1628 Strobel

Discovery
- Discovered by: K. Reinmuth
- Discovery site: Heidelberg Obs.
- Discovery date: 11 September 1923

Designations
- Named after: Willi Strobel (astronomer)
- Alternative designations: 1923 OG · 1926 GY 1947 GC · 1949 QA_{2} 1952 DV_{2} · 1957 CA 1960 WH
- Minor planet category: main-belt · (outer)

Orbital characteristics
- Epoch 4 September 2017 (JD 2458000.5)
- Uncertainty parameter 0
- Observation arc: 93.11 yr (34,007 days)
- Aphelion: 3.2152 AU
- Perihelion: 2.8088 AU
- Semi-major axis: 3.0120 AU
- Eccentricity: 0.0675
- Orbital period (sidereal): 5.23 yr (1,909 days)
- Mean anomaly: 244.38°
- Mean motion: 0° 11^{m} 18.6^{s} / day
- Inclination: 19.387°
- Longitude of ascending node: 181.19°
- Argument of perihelion: 289.14°

Physical characteristics
- Dimensions: 51.15±14.91 km 53.147±0.793 km 54.26±16.39 km 56.58±0.68 km 57.06 km (derived) 57.12±1.7 km (IRAS:12) 59.345±0.484 km
- Synodic rotation period: 9.52±0.01 h 11.80 h
- Geometric albedo: 0.047±0.010 0.05±0.03 0.0504 (derived) 0.0532±0.003 (IRAS:12) 0.055±0.002 0.0581±0.0113 0.06±0.04
- Spectral type: P · X · C B–V = 0.840 U–B = 0.320
- Absolute magnitude (H): 10.02 · 10.08 · 10.31±0.20 · 10.32

= 1628 Strobel =

Main-belt asteroid

1628 Strobel (provisional designation ') is a carbonaceous asteroid from the outer region of the asteroid belt, approximately 55 kilometers in diameter.

It was discovered on 11 September 1923, by German astronomer Karl Reinmuth at Heidelberg Observatory in southern Germany, and named after ARI-astronomer Willi Strobel.

== Classification and orbit ==
Strobel orbits the Sun in the outer main-belt at a distance of 2.8–3.2 AU once every 5 years and 3 months (1,909 days). Its orbit has an eccentricity of 0.07 and an inclination of 19° with respect to the ecliptic. Strobel's observation arc begins two nights after its official discovery observation at Heidelberg in 1923.

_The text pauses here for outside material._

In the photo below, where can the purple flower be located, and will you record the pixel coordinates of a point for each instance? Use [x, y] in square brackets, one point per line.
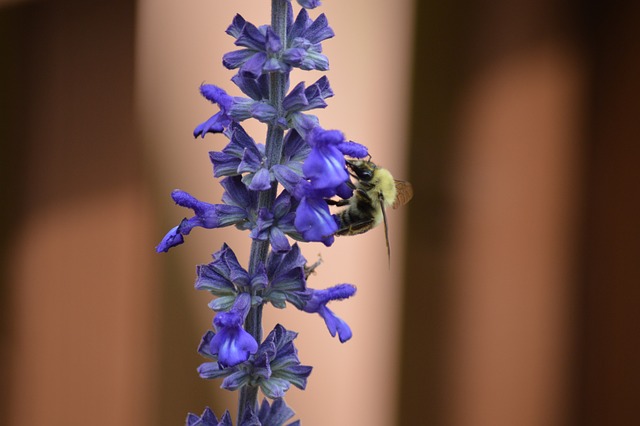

== Physical characteristics ==
Strobel is a carbonaceous C-type asteroid. It is also classified as a P-type by WISE and as an X-type asteroid by Pan-STARRS.

=== Rotation period ===
American astronomer Richard Binzel obtained the first rotational lightcurve of Strobel in May 1984. It gave a rotation period of 11.80 hours with a brightness amplitude of 0.22 magnitude (U=2). In May 2005, photometric observations by French amateur astronomer Laurent Bernasconi gave a shorter period of 9.52 hours and a brightness change of 0.20 magnitude (U=2).

=== Diameter and albedo ===
According to the surveys carried out by the Infrared Astronomical Satellite IRAS, the Japanese Akari satellite, and NASA's Wide-field Infrared Survey Explorer with its subsequent NEOWISE mission, Strobel measures between 51.15 and 59.35 kilometers in diameter, and its surface has an albedo between 0.047 and 0.06. The Collaborative Asteroid Lightcurve Link derives an albedo of 0.0504 and a diameter of 57.06 kilometers with an absolute magnitude of 10.08.

== Naming ==
This minor planet was named in honor of Willi Strobel (1909–1988), staff member at Astronomisches Rechen-Institut (ARI) since 1938, and author of the 1963-edition of Identifizierungsnachweis der Kleinen Planeten (Minor planet identifications, published by ARI). The official was published by the Minor Planet Center on 20 February 1976 (M.P.C. 3931).